As you build your resiliency, you will need to return to your (now changed) life. Timing may be dictated by workplace bereavement policies or other life expectations that do not necessarily accord with your healing process. Most employers and others in our lives have compassion and understand we may not “be at our best.” It is important, though, to embrace life once again, even while we are in the midst of our own gut-wrenching trauma. Unlike some traumas (like cancerous cells) which can be surgically excised from our bodies, soul trauma cannot be sliced away with surgical precision. I am discovering with my own trauma that a helpful approach is to add healthy practices and life-giving opportunities: the trauma still exists, but it no longer takes a primary role in my life. I suppose you would say this is kind of a displacement approach, recognizing the pain that remains while adding life-sustaining possibilities. Your goal at this stage — recognize your continuing pain, but displace it with good, solid, positive actions and people.
And, friends, this is about where I am in my grief process, so I can’t say much more with any kind of credibility. It may be that at some point my soul trauma will resolve, or at the least fade into the background, but I do not yet know that. As I live into my next chapter, I will continue to provide updates on my changing life in the hope that it will help other grievers.
What I do know already is this: from my first days of grief to today (about four months), my biggest nagging question continues to be: “What’s next?” My traumatized heart and mind (they are not quite the same things, you know) can become caught up in the centripetal force of my losses1 so that I dread tomorrow. The mind says, “If something this bad happened yesterday, I wonder if something even worse will happen tomorrow?” The soul says, “If God allowed this to happen to me at this point in my life, can I trust anything about the future?”

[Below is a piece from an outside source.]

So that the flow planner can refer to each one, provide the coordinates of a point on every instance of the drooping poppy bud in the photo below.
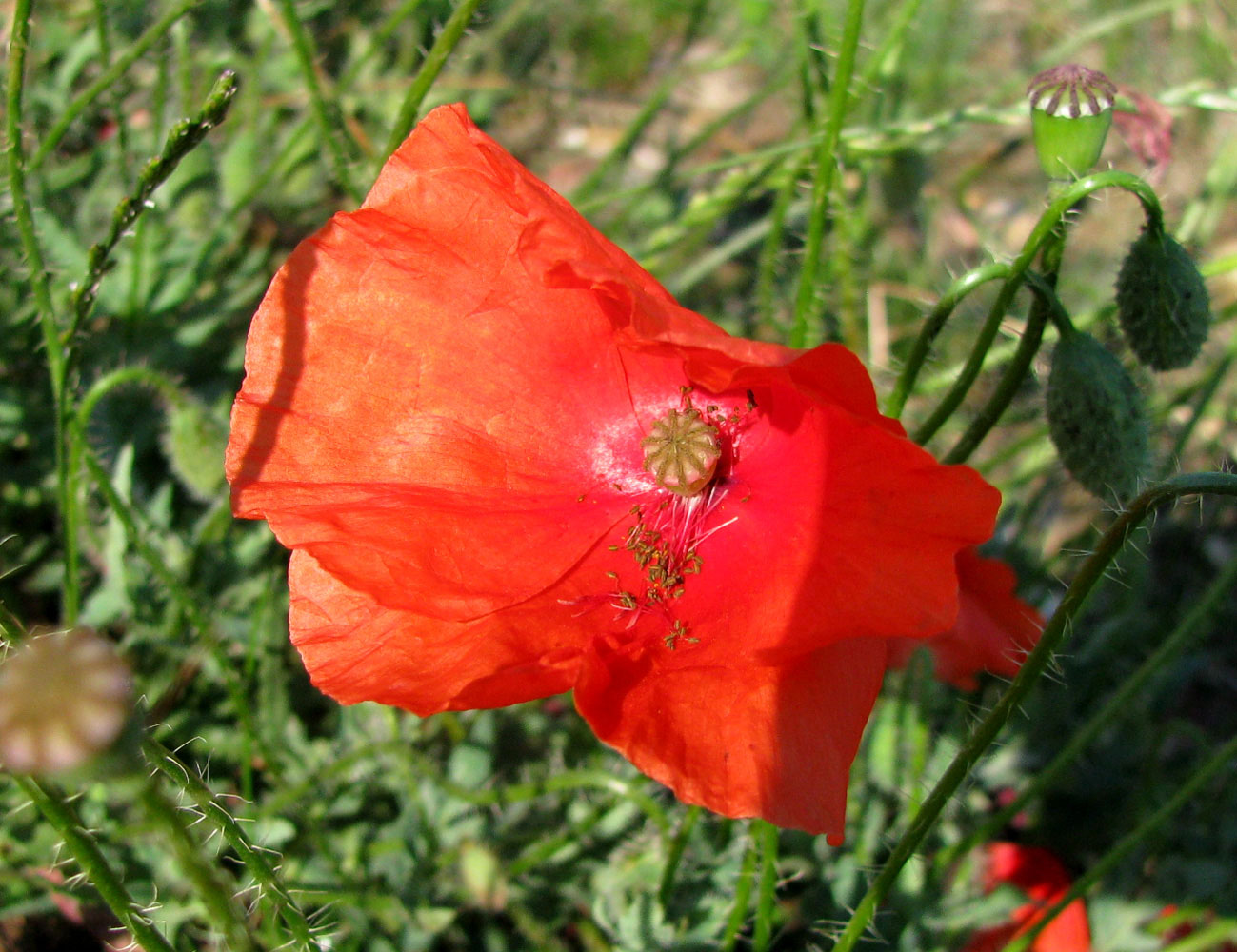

In my morning prayer time, today’s order included this meditation from George MacDonald:
What God may hereafter require of you,
you must not give yourself the least trouble about.
Everything He gives you to do,
you must do as well as you ever can.
That is the best possible preparation
for what He may want you to do next.
If people would but do what they have to do,
they would find themselves ready for what came next.2
So this is where I am as I live into my next chapter of life. I’m continuing to build resiliency day by day by nurturing a life-sustaining rhythm, I’m embracing each new day with the goal of learning to live with my soul trauma, I’m trusting that Love surrounds me so that whatever “tomorrow” brings, I will be prepared for it when that time comes.
When my mind begins to wander into tomorrow’s territory with its anxieties and worries, I have to remind myself, sometimes audibly: “All you need to do is to live today. Tomorrow is not here yet, and when it arrives it will be your new today. Live today, trust that tomorrow will take care of itself.”
Once upon a time, long ago, I first heard these words of Jesus: “Do not worry about tomorrow, for tomorrow will worry about itself. Each day has enough trouble of its own” (Matthew 6:34). It’s only been in the past four months, though, that it truly makes sense in this, my existential moment. I don’t know what’s next, but I’m leaning into Love, and most days it seems, that is enough.
I intentionally say “losses,” because death creates an arena with multiple losses: there is the primary loss (the death of my life companion) and there are corollary losses, as well (my “way in the world” as a newly single person, the changed relationships with my children and grandchildren, for example). I may explore this idea of multiple losses in a future Substack post.
Morning Prayer at www.northumbriacommunity.org
Thank you for such an honest assessment. I needed this wisdom greatly today.